Let's say we fire Fisher. We hire a brand new coach. Now let's play out how the lockout could go:
-Option #1 is the no-lockout option. If the CBA gets done early, clearly it has no affect on our coaching staff.
But now we're faced with the other options:
-If the lockout runs all the way through training camp, that means we are going to go into the season with a coach who has had only the preseason to work with this players (and his players have only had the preseason to learn the plays).
-If the lockout runs all the way through preseason, we're going into the regular season with a team that has almost zero practice time together.
-The football fan's worst nightmare is the lockout extending into the season. If we fire Fisher, this is the worst possible outcome for all of us (not that it wouldn't be anyways). We would be right in the midst of the regular season schedule and our new coach and players would have to hit the ground running. At this point, it would seem very tough for us to have any success. The new coach has not had OTAs, preseason games, etc to work with his players.
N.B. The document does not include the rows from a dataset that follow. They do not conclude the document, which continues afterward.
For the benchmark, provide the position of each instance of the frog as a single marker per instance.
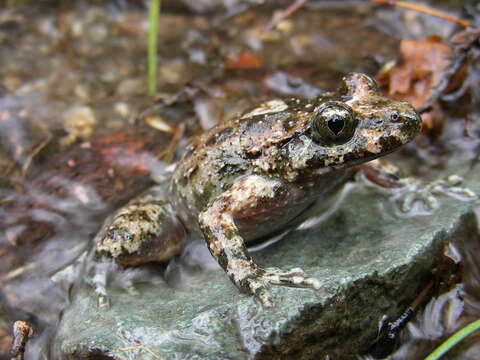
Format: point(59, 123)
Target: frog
point(256, 174)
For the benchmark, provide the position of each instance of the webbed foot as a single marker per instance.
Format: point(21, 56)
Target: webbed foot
point(411, 197)
point(259, 285)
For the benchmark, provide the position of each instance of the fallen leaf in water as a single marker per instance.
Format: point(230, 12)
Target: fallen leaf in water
point(420, 70)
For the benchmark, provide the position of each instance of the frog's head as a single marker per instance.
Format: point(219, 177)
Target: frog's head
point(360, 125)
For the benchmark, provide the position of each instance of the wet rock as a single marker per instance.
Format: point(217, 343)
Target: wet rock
point(370, 262)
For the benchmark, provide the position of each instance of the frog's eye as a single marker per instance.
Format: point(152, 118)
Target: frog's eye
point(333, 123)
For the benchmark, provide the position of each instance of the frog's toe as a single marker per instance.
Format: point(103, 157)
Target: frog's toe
point(294, 278)
point(103, 302)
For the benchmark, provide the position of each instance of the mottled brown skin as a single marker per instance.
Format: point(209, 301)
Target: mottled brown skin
point(251, 176)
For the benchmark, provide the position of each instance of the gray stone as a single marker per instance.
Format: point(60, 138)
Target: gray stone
point(371, 263)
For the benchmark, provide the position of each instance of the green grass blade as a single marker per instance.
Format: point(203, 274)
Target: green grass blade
point(154, 14)
point(454, 340)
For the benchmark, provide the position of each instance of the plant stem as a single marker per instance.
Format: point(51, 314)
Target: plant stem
point(454, 340)
point(154, 14)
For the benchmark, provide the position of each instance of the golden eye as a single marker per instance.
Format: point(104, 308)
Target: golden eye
point(333, 123)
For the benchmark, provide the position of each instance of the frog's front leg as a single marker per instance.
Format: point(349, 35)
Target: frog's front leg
point(253, 202)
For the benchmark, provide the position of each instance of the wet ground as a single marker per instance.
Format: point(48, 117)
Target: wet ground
point(78, 134)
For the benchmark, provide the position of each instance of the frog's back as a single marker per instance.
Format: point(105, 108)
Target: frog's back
point(249, 144)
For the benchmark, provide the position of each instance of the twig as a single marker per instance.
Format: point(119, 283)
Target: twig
point(284, 14)
point(425, 10)
point(22, 331)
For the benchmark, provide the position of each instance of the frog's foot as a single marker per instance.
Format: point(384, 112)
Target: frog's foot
point(258, 285)
point(415, 198)
point(412, 197)
point(294, 278)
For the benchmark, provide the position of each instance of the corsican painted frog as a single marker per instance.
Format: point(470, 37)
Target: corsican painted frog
point(253, 175)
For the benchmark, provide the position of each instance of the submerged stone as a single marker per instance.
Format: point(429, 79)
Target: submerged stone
point(371, 263)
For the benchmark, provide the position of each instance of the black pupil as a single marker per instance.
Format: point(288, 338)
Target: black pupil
point(336, 124)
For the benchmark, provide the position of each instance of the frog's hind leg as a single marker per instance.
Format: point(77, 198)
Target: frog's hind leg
point(251, 199)
point(144, 230)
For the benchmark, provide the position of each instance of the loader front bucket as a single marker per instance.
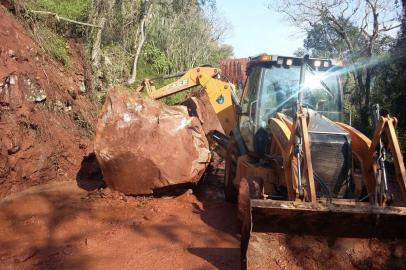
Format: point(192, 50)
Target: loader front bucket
point(339, 235)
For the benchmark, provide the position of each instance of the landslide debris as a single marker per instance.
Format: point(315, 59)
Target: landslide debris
point(44, 115)
point(143, 145)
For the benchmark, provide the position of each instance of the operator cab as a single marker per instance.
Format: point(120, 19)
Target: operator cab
point(277, 84)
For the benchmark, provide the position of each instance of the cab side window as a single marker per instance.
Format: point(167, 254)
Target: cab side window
point(249, 104)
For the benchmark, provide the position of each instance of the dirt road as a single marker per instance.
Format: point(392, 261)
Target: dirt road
point(60, 226)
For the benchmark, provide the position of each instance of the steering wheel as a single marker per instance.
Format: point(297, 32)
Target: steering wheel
point(308, 105)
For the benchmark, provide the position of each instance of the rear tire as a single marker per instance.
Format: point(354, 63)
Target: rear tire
point(230, 191)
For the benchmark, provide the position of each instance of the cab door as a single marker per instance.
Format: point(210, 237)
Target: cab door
point(249, 103)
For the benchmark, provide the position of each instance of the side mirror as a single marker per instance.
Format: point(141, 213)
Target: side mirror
point(238, 109)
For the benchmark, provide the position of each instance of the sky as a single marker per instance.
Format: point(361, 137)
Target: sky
point(256, 29)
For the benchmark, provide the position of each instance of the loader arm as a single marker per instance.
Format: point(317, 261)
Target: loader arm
point(220, 93)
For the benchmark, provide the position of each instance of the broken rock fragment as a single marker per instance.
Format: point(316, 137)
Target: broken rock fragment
point(143, 145)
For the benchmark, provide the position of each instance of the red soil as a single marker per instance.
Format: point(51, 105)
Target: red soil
point(45, 140)
point(59, 226)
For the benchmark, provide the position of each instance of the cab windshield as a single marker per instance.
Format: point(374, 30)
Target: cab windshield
point(281, 90)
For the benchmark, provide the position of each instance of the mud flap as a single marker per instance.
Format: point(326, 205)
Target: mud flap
point(321, 235)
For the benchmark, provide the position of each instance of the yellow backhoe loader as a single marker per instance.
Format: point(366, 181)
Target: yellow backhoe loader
point(292, 165)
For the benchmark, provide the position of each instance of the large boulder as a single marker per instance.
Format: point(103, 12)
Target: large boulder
point(143, 145)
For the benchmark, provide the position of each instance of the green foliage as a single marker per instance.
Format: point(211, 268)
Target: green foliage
point(155, 57)
point(54, 44)
point(72, 9)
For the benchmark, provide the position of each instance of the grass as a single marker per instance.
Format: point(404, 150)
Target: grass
point(54, 44)
point(72, 9)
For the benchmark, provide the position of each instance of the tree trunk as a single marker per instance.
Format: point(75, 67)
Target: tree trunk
point(139, 39)
point(96, 46)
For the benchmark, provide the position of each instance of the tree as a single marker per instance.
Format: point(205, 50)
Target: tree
point(358, 28)
point(139, 38)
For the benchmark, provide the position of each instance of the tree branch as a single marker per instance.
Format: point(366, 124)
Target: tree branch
point(58, 18)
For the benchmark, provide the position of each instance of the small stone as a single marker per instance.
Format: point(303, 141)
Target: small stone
point(12, 80)
point(11, 53)
point(72, 93)
point(399, 251)
point(82, 88)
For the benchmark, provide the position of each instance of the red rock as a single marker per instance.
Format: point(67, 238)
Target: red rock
point(143, 145)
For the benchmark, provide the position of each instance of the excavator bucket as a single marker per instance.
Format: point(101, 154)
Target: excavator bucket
point(326, 234)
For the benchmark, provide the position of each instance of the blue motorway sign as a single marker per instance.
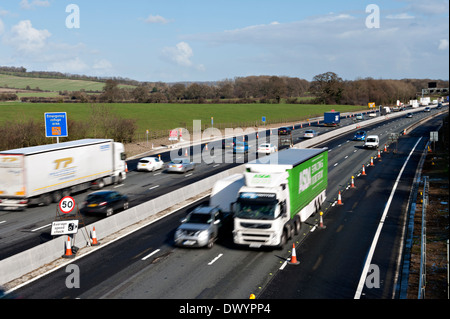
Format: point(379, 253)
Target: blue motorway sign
point(56, 124)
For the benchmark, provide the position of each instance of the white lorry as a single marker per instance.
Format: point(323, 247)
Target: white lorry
point(202, 226)
point(281, 191)
point(46, 173)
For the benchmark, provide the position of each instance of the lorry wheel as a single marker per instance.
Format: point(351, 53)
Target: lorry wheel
point(283, 240)
point(46, 199)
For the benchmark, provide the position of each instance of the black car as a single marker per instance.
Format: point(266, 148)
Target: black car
point(105, 202)
point(284, 131)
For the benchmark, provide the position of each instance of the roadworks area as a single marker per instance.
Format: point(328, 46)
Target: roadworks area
point(437, 223)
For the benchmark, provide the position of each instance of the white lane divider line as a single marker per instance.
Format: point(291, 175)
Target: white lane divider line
point(149, 255)
point(214, 260)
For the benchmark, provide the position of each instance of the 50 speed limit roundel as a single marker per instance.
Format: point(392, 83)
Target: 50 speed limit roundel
point(66, 204)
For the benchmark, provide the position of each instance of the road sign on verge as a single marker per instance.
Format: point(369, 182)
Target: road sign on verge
point(66, 204)
point(66, 227)
point(56, 124)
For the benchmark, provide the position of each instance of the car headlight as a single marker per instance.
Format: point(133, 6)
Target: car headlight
point(202, 233)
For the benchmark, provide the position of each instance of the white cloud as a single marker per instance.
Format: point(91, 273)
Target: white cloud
point(75, 65)
point(102, 66)
point(333, 42)
point(443, 44)
point(181, 54)
point(26, 39)
point(25, 4)
point(156, 19)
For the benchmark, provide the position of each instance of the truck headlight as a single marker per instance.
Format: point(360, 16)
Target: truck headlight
point(178, 233)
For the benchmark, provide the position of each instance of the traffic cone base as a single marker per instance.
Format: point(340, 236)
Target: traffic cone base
point(321, 225)
point(340, 199)
point(94, 238)
point(294, 260)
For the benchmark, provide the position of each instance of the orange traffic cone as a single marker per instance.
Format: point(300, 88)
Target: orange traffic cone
point(339, 199)
point(68, 253)
point(94, 238)
point(294, 260)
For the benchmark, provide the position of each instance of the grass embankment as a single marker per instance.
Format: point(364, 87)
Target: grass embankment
point(52, 85)
point(156, 117)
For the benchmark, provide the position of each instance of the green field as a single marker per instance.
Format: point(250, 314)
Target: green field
point(55, 85)
point(157, 117)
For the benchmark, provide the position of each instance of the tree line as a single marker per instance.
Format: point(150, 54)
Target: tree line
point(325, 88)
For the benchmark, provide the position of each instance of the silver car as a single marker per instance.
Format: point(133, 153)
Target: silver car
point(180, 165)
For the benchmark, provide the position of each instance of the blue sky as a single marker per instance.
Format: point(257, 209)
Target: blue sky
point(175, 40)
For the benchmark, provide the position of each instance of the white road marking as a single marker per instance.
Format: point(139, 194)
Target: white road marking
point(214, 260)
point(362, 280)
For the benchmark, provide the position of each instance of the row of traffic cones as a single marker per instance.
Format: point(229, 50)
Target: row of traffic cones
point(71, 251)
point(352, 185)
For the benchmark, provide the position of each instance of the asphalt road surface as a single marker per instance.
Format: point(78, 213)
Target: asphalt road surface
point(146, 264)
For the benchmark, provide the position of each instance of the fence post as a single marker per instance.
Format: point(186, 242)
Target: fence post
point(423, 246)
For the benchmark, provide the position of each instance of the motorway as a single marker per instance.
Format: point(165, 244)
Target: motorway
point(146, 264)
point(25, 229)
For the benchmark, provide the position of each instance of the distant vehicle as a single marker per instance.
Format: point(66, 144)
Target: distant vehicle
point(267, 148)
point(310, 134)
point(284, 131)
point(360, 136)
point(229, 142)
point(331, 118)
point(372, 141)
point(150, 164)
point(180, 165)
point(105, 202)
point(241, 147)
point(203, 226)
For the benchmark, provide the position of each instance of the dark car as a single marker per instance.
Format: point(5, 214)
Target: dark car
point(284, 131)
point(105, 202)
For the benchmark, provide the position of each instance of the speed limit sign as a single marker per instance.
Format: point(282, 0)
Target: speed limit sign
point(66, 204)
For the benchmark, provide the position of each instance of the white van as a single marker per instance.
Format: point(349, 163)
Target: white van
point(372, 141)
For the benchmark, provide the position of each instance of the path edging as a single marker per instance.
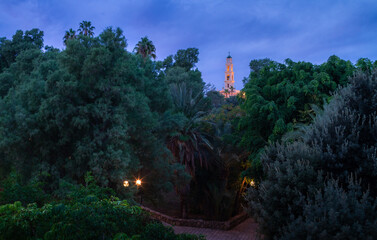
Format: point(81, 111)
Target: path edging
point(199, 223)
The point of this is the impact a looming lockout has on Fisher's future. Going over those possible scenarios, I don't think its unreasonable to say that a Fisher-led team would have a greater chance at success than a new coach would. This is simply because he's worked with the team, and the continuity would have at least some impact on how quickly our team comes together. The dilemma of course, is that we will have to decide on our coaching staff's future before we know if there's a lockout. Would the lockout affect our decision? Should it affect our decision?